How to take it further
Once you have an app up and running, look for additional ways to improve the experience. Little things can make a big difference, whether it’s adding a particular feature, or presenting your content in a different way. For example:
Deliver contextually appropriate content to people
Think about how people use your app, and find ways to surface important content quickly. Use the current date and time to filter results, or to generate important notifications. Use machine learning to analyze data and offer better solutions. Rearrange your interface dynamically to make frequently used content more accessible.
Help people find your app’s content
Provide a comprehensive description of items to Spotlight search to make those items more findable. When someone selects a search result, use the provided user activity object to put your app in the proper state to display the result.
Add runtime condition checks around new features
When you update your app to support a new version of macOS, place runtime condition checks around code for new features. Runtime checks eliminate the need to ship different versions of your app: one for people running the new version of macOS, and one for people running older versions. Everyone runs the same app, and people on the newer version of macOS gain access to the new features you added. For information about how to add runtime checks, view Running code on a specific platform or OS version.
Your app isn’t the only way to support interactions with your content. Adopt the following technologies to extend the reach of your app to other parts of the system.
Integrate your content with other system services
Some parts of the system support app-specific information, and use app extensions to collect that information. Add a widget app extension to your app to display content in Notification Center, or add an action app extension to define Quick Actions for your app. For information about supported app extensions, view App Extensions.
Support the continuation of tasks on other devices
Handoff lets people start an app-specific activity on one device and resume it on another. For example, a person can start an activity on their Mac and continue it on an iPad or iPhone running your app. Continuity Camera lets people use a connected iOS device to scan documents or perform high-quality photo or video capture from their macOS app.
Support universal links for your app’s content
If your website and app offer similar content, add universal link support to your app. With universal links, you don’t need to create separate URLs to open content in your app. One URL opens your app when it’s installed or your website when it isn’t. For more information, view Allowing apps and websites to link to your content.
Export features that might benefit other apps
The Services menu in macOS displays tasks people can perform on the current selection. Populate this menu with the tasks your app offers, and write code to perform these services at runtime. For information, view Services Implementation Guide.

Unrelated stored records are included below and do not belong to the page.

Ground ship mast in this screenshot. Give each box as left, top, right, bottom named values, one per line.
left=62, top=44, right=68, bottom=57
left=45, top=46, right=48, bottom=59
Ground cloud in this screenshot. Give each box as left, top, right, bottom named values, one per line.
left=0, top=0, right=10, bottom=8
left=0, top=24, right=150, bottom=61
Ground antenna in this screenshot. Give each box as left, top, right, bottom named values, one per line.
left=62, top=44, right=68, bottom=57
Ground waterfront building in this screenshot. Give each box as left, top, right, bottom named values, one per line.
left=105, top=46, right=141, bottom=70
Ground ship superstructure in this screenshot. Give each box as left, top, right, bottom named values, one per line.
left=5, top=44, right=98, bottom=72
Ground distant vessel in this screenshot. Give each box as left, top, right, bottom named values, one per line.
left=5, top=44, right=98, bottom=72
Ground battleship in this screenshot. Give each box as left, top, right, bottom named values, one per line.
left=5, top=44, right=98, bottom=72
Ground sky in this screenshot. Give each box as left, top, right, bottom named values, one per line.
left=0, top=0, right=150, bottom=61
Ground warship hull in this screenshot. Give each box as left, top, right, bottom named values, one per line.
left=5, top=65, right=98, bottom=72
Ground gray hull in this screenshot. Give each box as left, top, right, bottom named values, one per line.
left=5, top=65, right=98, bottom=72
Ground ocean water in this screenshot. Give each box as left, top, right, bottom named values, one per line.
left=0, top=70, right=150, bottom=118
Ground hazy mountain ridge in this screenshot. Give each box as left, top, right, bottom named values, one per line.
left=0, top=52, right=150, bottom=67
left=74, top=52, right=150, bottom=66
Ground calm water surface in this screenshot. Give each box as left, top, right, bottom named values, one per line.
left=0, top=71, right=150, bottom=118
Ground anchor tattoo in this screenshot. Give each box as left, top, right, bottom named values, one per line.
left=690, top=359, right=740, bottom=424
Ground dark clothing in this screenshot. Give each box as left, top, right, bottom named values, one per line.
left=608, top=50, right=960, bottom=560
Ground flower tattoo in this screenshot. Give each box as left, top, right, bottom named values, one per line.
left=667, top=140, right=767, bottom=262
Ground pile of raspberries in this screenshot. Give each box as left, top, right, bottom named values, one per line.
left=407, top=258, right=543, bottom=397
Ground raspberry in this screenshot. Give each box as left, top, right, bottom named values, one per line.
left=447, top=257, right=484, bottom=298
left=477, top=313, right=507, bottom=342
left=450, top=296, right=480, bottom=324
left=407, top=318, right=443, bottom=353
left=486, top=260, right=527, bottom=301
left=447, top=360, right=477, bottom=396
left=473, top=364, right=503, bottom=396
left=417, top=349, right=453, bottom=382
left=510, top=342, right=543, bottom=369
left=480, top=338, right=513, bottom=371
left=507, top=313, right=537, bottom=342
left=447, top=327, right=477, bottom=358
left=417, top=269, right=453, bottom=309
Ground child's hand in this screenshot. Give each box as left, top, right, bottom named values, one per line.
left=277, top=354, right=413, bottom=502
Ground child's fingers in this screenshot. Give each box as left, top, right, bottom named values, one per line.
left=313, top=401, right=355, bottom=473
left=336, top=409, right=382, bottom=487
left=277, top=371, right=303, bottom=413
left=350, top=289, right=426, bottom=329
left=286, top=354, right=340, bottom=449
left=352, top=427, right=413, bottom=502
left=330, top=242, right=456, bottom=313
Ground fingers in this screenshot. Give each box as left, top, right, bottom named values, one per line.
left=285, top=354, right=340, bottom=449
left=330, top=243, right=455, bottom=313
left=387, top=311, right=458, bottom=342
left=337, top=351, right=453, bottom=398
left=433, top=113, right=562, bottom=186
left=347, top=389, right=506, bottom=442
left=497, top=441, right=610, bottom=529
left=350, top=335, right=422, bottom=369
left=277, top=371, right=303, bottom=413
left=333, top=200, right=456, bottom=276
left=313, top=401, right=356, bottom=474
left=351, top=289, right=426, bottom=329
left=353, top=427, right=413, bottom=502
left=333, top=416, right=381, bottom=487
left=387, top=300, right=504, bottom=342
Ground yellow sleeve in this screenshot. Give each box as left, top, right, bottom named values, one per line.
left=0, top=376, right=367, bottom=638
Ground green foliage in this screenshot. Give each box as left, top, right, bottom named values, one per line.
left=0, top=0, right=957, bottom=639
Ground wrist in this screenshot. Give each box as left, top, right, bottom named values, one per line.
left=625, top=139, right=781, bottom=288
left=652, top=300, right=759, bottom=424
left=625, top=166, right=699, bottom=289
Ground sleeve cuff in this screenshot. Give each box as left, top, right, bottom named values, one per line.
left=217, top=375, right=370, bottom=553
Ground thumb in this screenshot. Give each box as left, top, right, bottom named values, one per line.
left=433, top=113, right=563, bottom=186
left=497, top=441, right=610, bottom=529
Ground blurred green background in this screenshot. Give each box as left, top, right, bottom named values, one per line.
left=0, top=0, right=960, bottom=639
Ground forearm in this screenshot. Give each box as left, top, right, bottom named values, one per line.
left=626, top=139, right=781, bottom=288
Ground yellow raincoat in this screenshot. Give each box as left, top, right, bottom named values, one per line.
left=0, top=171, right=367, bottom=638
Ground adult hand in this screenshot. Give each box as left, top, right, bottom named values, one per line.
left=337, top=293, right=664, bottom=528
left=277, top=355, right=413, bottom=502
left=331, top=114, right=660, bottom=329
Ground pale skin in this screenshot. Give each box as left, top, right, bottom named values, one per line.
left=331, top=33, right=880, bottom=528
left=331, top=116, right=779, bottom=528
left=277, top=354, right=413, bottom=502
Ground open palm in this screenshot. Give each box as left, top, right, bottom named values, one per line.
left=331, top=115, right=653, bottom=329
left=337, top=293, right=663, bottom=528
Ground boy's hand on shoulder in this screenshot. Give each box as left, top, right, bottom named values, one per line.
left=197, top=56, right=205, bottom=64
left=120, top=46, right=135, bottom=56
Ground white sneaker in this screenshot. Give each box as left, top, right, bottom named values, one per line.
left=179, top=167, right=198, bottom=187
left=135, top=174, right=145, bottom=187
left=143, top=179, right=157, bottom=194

Some apps need to communicate with custom hardware, or extend the system to offer system-level services or security features. Consider adding a system extension to your app if you support any of the following activities:
You monitor events for potentially malicious activity
For example, you monitor the execution or forking of processes, the mounting of file systems, and raising signals. For information, view Endpoint Security.
You customize or extend core network features
For example, you configure the system’s Wi-Fi settings, create and manage VPN configurations, perform content filtering, manage system-wide DNS configurations, or integrate with a custom hotspot. For information, view Network Extension.
You talk directly to custom hardware
For example, you communicate with external USB devices, HID devices, PCI devices, serial devices, or many others. For information, view DriverKit.